The following uses the same model and assumptions described in “Local Control Using Mesh Constraints”, but instead of manually creating a region as that example demonstrates, relies on overlapping solids and the built-in rules for overlap handling to control meshing locally. This works because when overlaps occur (on volumes, surfaces, or edges) the smaller element size wins.
To use this approach you need to create a second solid that represents the sub-volume, that does not extend outside the gun. To do this:
Create the sub-volume of the gun, as in “Local Control Using Mesh Constraints”.
Make a copy of the gun solid and place it some distance from the original along one of the coordinate axes.
Translate the sub-volume into the copy of the gun.

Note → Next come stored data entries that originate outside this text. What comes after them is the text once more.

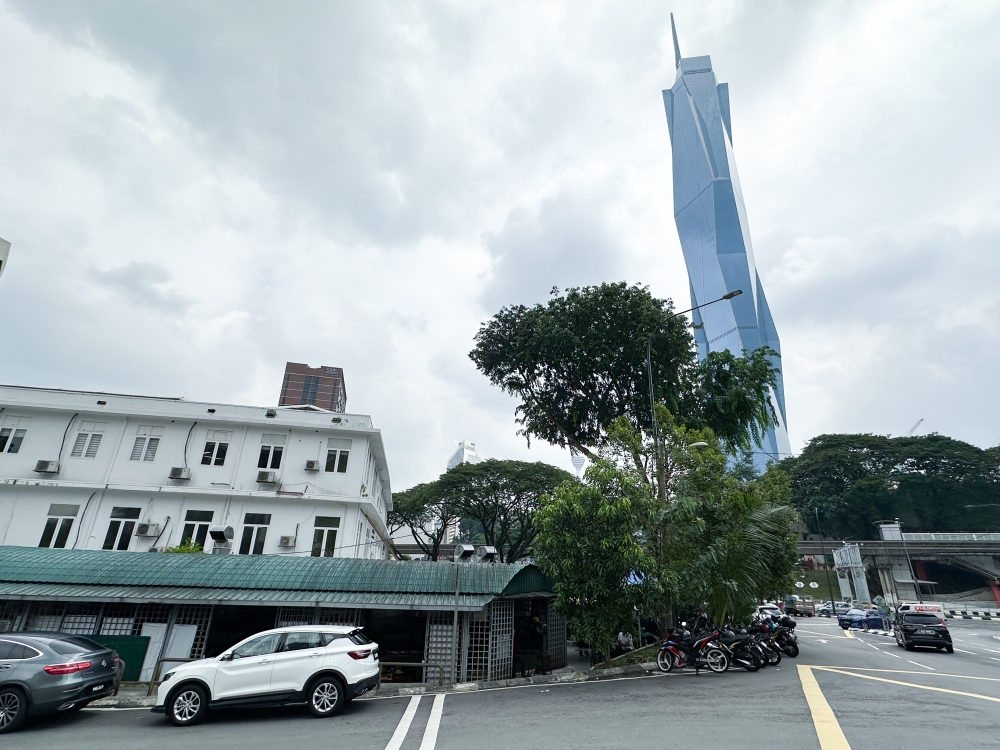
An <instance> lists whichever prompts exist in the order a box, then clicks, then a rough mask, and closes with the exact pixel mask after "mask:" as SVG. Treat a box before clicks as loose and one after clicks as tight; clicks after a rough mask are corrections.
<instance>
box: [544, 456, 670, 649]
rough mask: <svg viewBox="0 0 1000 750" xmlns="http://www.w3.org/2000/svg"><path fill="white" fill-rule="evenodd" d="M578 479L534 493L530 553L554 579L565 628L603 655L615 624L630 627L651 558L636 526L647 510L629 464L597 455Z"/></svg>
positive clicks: (654, 571)
mask: <svg viewBox="0 0 1000 750" xmlns="http://www.w3.org/2000/svg"><path fill="white" fill-rule="evenodd" d="M585 481H586V483H585V484H581V483H579V482H576V481H567V482H563V483H562V484H560V485H559V486H558V487H556V488H555V491H554V492H553V493H552V494H551V495H548V496H545V497H543V498H542V507H541V508H540V509H539V511H538V513H537V514H536V516H535V522H536V524H537V525H538V528H539V535H538V539H537V540H536V543H535V550H534V557H535V561H536V562H537V564H538V565H539V567H541V568H542V570H544V571H545V572H546V573H547V574H548V575H550V576H552V577H553V578H554V579H555V581H556V584H555V593H556V602H555V604H556V607H557V608H558V609H559V610H560V611H561V612H563V613H565V614H566V616H567V618H568V620H569V627H570V631H571V632H572V633H573V635H574V636H575V637H576V638H577V639H579V640H582V641H585V642H587V643H589V644H591V645H592V646H594V647H595V648H599V649H602V650H603V652H604V656H605V662H608V661H609V659H610V654H611V650H612V648H613V644H614V642H615V639H616V638H617V635H618V632H619V631H621V630H624V631H626V632H628V631H630V630H632V629H633V626H634V624H635V621H636V614H635V609H634V608H635V607H636V606H637V605H640V604H642V603H643V601H644V599H645V595H646V590H647V588H648V587H649V586H650V585H651V581H652V575H653V574H654V573H655V562H654V560H653V558H652V557H651V556H650V554H649V550H648V549H647V547H646V545H644V544H643V543H642V540H641V537H640V536H639V535H638V534H637V530H638V529H641V528H643V527H645V526H648V525H649V523H650V521H651V516H652V514H653V513H654V512H655V509H654V506H653V497H652V495H651V494H650V492H649V488H648V486H647V485H646V484H645V483H643V482H642V481H641V480H640V479H639V477H638V476H637V475H636V474H635V472H629V471H622V470H620V469H618V468H617V467H615V466H614V465H613V464H612V463H610V462H607V461H603V460H598V461H597V462H595V463H593V464H592V465H591V466H589V467H588V468H587V471H586V474H585Z"/></svg>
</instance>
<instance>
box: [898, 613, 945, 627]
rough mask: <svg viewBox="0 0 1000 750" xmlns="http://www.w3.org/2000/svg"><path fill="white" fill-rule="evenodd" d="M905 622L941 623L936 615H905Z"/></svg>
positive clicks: (909, 622)
mask: <svg viewBox="0 0 1000 750" xmlns="http://www.w3.org/2000/svg"><path fill="white" fill-rule="evenodd" d="M903 622H908V623H912V624H914V625H939V624H940V620H938V619H937V618H936V617H935V616H934V615H903Z"/></svg>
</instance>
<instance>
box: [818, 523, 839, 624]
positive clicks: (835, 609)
mask: <svg viewBox="0 0 1000 750" xmlns="http://www.w3.org/2000/svg"><path fill="white" fill-rule="evenodd" d="M815 510H816V530H817V531H818V532H819V548H820V551H821V552H822V553H823V562H824V563H826V586H827V588H828V589H829V590H830V614H831V616H833V617H836V616H837V605H836V601H837V600H836V598H835V597H834V596H833V581H831V580H830V563H829V561H828V560H827V559H826V542H824V541H823V527H822V526H820V525H819V508H816V509H815Z"/></svg>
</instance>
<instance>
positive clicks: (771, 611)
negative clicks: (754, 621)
mask: <svg viewBox="0 0 1000 750" xmlns="http://www.w3.org/2000/svg"><path fill="white" fill-rule="evenodd" d="M783 614H785V613H784V612H782V611H781V610H780V609H778V605H777V604H761V605H760V606H759V607H757V616H758V617H781V616H782V615H783Z"/></svg>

On the Structure ribbon in the Entity Modification group, click the Boolean button and select Intersect. Press the Ctrl key and pick the copy of the gun and the subvolume. Press Enter or click Done to complete the intersection.
Translate the resulting solid back into the original gun.
Set an element size on the resulting solid, using either solid parameters or a mesh constraint.
With this method there is no need to worry about attribute assignments because the topology of the original solid is not impacted. However, additional faces and edges are added to the model, which can complicate picking and overall topology. Complications can arise if you want to control meshing in additional sub-volumes. Mesh Control solid can extend outside your model - such volume is thrown away by the mesher.